Toronto shot 54% from the field and even though they limited Orlando to only 42% shooting, they won this game by just 5 pts. Orlandos frontline of Howard, Lewis, and Barnes had 50 pts betweem them on 16 of 28 shooting. Torontos frontline kept them in this game as they had 53 pts between Turk 17pts , Bosh 18 pts , and Bargnani 18pts. So yes the perimeter D worked but it was against the Magic bench.

The reserves shot Orlando out of the Raps game as the Magic starters were a combined 24 for 47. Redick was the biggest offender off the bench as he went 5 for 14. Toronto also had 10 offensive rebounds to Orlandos 2.

In the Phoenix game the Suns shot almost 48% and limited Orlando to 42% and again it was a close game decided by 3pts. The Suns frontline scored 45 pts ( Stoudamire 28 pts) to the Magics 57; but this time it was the backcourt of Nash and Richardson that outscored Jason Williams, Anthony Johnson, and Vince Carter 36 to 18.

I have no doubts we need to play better D against Orlando; but there is also no way in hell we will ever beat them if our starters plus sixth man combine to shoot 40% or less from the field. Even when Orlando shoots 42% from the field, the Suns had to shoot 48%; and in the Toronto game, the Raps had to shoot 54%. Orlando really is that good; and it will take an outsanding game on both ends of the floor to make up for these 25 to 30pt thrashings they are handing us.

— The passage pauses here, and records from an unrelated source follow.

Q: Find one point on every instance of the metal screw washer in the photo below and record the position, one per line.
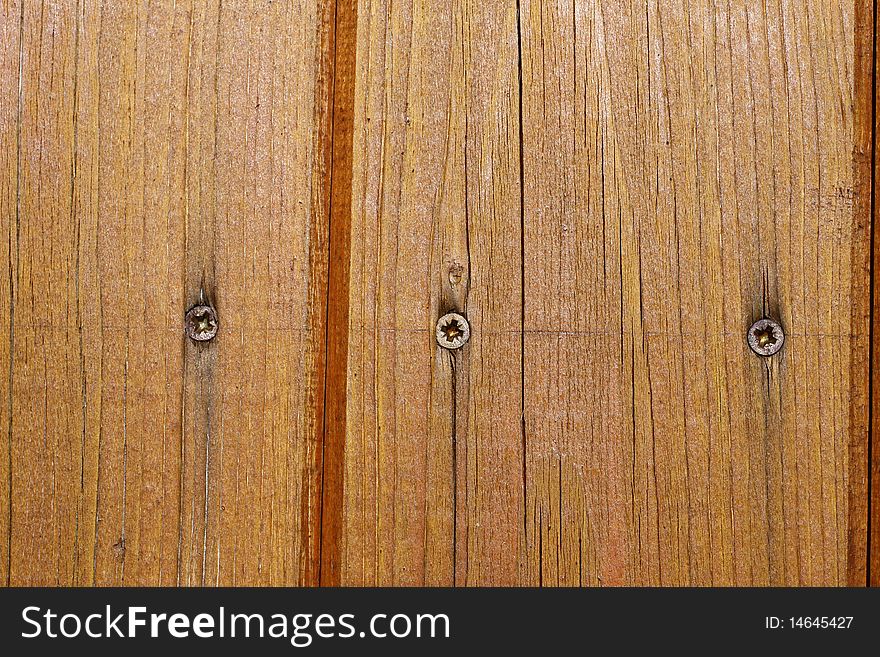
(766, 337)
(453, 331)
(201, 323)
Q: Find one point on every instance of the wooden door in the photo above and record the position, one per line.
(610, 193)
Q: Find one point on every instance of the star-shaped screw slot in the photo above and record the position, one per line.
(201, 323)
(453, 331)
(765, 337)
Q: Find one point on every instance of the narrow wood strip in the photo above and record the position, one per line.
(344, 47)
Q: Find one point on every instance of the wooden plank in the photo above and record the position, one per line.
(688, 169)
(433, 454)
(155, 152)
(866, 503)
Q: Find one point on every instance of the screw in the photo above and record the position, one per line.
(452, 331)
(201, 323)
(766, 337)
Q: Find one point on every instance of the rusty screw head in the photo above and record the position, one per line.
(201, 323)
(452, 331)
(766, 337)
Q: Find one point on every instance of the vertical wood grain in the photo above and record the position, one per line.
(611, 192)
(155, 151)
(689, 169)
(433, 491)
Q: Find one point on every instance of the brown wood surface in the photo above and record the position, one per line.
(151, 152)
(611, 192)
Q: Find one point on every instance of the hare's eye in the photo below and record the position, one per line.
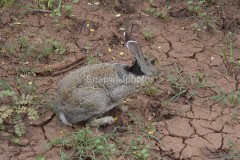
(152, 61)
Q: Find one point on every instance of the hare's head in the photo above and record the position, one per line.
(148, 66)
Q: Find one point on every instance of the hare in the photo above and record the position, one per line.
(92, 90)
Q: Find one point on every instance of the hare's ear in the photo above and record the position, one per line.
(133, 47)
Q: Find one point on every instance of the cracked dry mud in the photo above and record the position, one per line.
(197, 129)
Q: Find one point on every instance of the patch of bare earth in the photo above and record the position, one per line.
(197, 129)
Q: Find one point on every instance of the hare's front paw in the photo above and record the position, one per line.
(102, 121)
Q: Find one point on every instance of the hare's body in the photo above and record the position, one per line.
(92, 90)
(95, 89)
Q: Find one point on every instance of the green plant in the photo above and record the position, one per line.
(138, 149)
(13, 114)
(6, 3)
(84, 144)
(232, 98)
(232, 64)
(68, 9)
(197, 28)
(150, 91)
(234, 151)
(185, 86)
(91, 59)
(198, 8)
(147, 33)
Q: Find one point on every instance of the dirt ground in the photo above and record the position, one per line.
(189, 128)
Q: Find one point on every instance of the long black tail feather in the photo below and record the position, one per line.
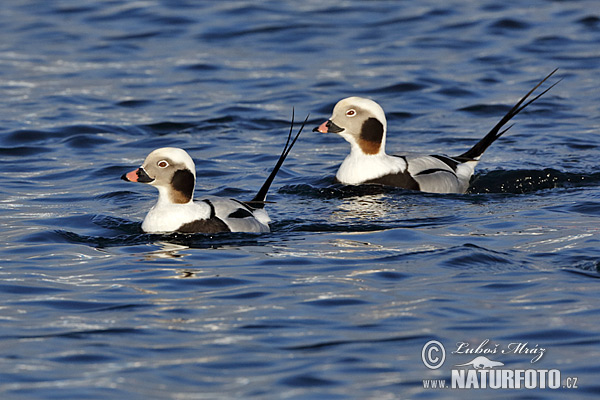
(259, 200)
(476, 151)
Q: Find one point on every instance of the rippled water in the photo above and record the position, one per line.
(340, 298)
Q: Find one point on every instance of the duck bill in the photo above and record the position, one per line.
(137, 175)
(328, 126)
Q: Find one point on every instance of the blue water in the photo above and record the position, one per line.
(339, 299)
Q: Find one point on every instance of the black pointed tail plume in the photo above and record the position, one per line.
(259, 200)
(476, 151)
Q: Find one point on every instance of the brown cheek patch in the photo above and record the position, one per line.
(369, 147)
(371, 134)
(183, 186)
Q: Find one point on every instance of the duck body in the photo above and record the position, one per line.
(172, 171)
(362, 123)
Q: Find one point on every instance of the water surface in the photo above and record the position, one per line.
(340, 298)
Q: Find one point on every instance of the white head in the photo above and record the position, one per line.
(171, 171)
(361, 122)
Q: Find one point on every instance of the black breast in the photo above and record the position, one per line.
(212, 224)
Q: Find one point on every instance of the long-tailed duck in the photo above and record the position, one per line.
(173, 172)
(362, 123)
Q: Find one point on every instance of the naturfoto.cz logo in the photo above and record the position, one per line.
(483, 370)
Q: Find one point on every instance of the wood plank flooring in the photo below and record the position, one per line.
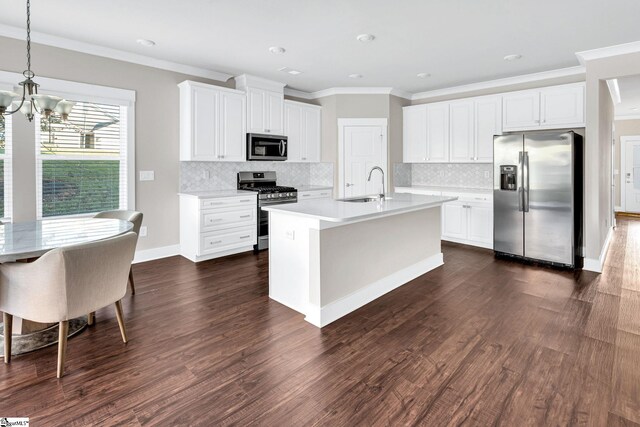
(479, 341)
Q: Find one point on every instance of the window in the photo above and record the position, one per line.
(82, 162)
(5, 168)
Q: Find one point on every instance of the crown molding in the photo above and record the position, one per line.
(627, 117)
(106, 52)
(609, 51)
(498, 83)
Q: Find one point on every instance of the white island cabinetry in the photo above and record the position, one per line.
(329, 257)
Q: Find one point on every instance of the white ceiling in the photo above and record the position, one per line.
(629, 88)
(456, 41)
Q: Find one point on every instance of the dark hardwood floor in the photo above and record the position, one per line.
(478, 341)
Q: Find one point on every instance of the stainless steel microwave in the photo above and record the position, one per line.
(266, 147)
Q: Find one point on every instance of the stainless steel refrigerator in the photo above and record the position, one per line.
(537, 196)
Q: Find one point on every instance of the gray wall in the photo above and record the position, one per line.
(598, 146)
(622, 128)
(157, 130)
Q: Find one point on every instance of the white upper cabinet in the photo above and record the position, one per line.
(265, 104)
(488, 123)
(562, 106)
(521, 110)
(414, 134)
(302, 128)
(212, 123)
(462, 140)
(552, 107)
(438, 132)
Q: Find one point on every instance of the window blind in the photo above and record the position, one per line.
(82, 162)
(6, 175)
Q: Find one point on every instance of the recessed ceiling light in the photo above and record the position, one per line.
(290, 71)
(366, 38)
(513, 57)
(146, 42)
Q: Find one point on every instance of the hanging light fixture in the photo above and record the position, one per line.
(31, 101)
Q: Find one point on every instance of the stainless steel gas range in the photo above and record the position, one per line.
(264, 183)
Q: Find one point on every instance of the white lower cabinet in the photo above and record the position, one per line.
(215, 227)
(468, 220)
(314, 194)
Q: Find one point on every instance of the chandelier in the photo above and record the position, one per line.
(31, 101)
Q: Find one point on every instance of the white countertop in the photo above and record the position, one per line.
(313, 187)
(217, 194)
(340, 211)
(447, 189)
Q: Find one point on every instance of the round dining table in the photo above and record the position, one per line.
(26, 241)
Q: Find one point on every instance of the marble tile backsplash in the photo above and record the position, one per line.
(203, 176)
(467, 175)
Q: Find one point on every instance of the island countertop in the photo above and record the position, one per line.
(341, 211)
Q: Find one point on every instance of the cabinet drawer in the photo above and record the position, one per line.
(315, 194)
(228, 201)
(217, 241)
(214, 219)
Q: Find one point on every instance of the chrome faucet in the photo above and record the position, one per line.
(382, 172)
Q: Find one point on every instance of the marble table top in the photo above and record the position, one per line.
(33, 239)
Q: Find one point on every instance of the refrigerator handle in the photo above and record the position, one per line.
(525, 182)
(520, 178)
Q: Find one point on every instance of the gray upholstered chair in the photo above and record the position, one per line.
(134, 217)
(64, 284)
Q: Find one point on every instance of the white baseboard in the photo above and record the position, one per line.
(595, 265)
(322, 316)
(156, 253)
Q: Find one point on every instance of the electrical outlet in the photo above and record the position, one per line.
(147, 175)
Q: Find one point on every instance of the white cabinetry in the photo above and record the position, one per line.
(265, 104)
(302, 128)
(314, 194)
(212, 123)
(468, 220)
(552, 107)
(414, 131)
(214, 227)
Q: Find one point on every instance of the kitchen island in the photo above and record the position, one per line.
(329, 257)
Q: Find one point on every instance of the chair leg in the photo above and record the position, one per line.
(133, 286)
(123, 330)
(62, 345)
(8, 327)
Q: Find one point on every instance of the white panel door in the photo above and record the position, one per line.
(438, 132)
(293, 131)
(454, 220)
(461, 136)
(488, 122)
(414, 134)
(521, 110)
(480, 223)
(363, 147)
(631, 178)
(311, 134)
(232, 127)
(275, 113)
(562, 105)
(205, 124)
(256, 120)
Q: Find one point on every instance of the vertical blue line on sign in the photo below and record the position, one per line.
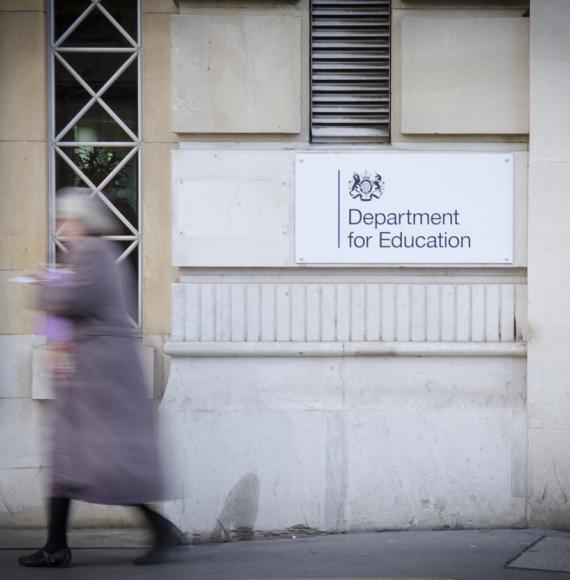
(338, 213)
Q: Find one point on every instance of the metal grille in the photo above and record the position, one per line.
(350, 70)
(94, 121)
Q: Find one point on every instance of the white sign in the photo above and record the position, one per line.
(404, 208)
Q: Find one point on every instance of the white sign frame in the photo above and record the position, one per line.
(404, 208)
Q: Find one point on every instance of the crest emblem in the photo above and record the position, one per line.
(366, 186)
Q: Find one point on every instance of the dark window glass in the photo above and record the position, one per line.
(121, 96)
(125, 13)
(96, 30)
(66, 13)
(96, 68)
(97, 125)
(70, 97)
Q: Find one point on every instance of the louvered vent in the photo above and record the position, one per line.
(350, 70)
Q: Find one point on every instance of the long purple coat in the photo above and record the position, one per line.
(104, 434)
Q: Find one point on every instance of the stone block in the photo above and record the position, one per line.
(16, 305)
(548, 248)
(23, 85)
(464, 75)
(23, 205)
(157, 272)
(157, 6)
(238, 73)
(548, 394)
(23, 432)
(548, 504)
(550, 81)
(439, 441)
(430, 467)
(258, 472)
(156, 78)
(23, 498)
(232, 208)
(16, 364)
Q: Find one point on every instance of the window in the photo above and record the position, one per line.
(94, 121)
(350, 71)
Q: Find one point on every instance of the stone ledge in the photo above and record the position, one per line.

The harder fouls. Yes. The effort and toughness to make Howard work for what he gets is something I want to see. If you play Howard soft, it's tough to beat them no matter what scheme you have. That's what I'm saying. I'm sick of watching a guy get hot and have his way with this team with the team doing nothing to stop him. It don't take a 7'2 center to give a player a hard foul. If you play Howard one on one and still play him soft he will still kill you. Yes, it's Woody's fault too for not playing the big slob more. That was the purpose of signing him in the first place I thought. But Orlando is going to beat this team until they start showing toughness.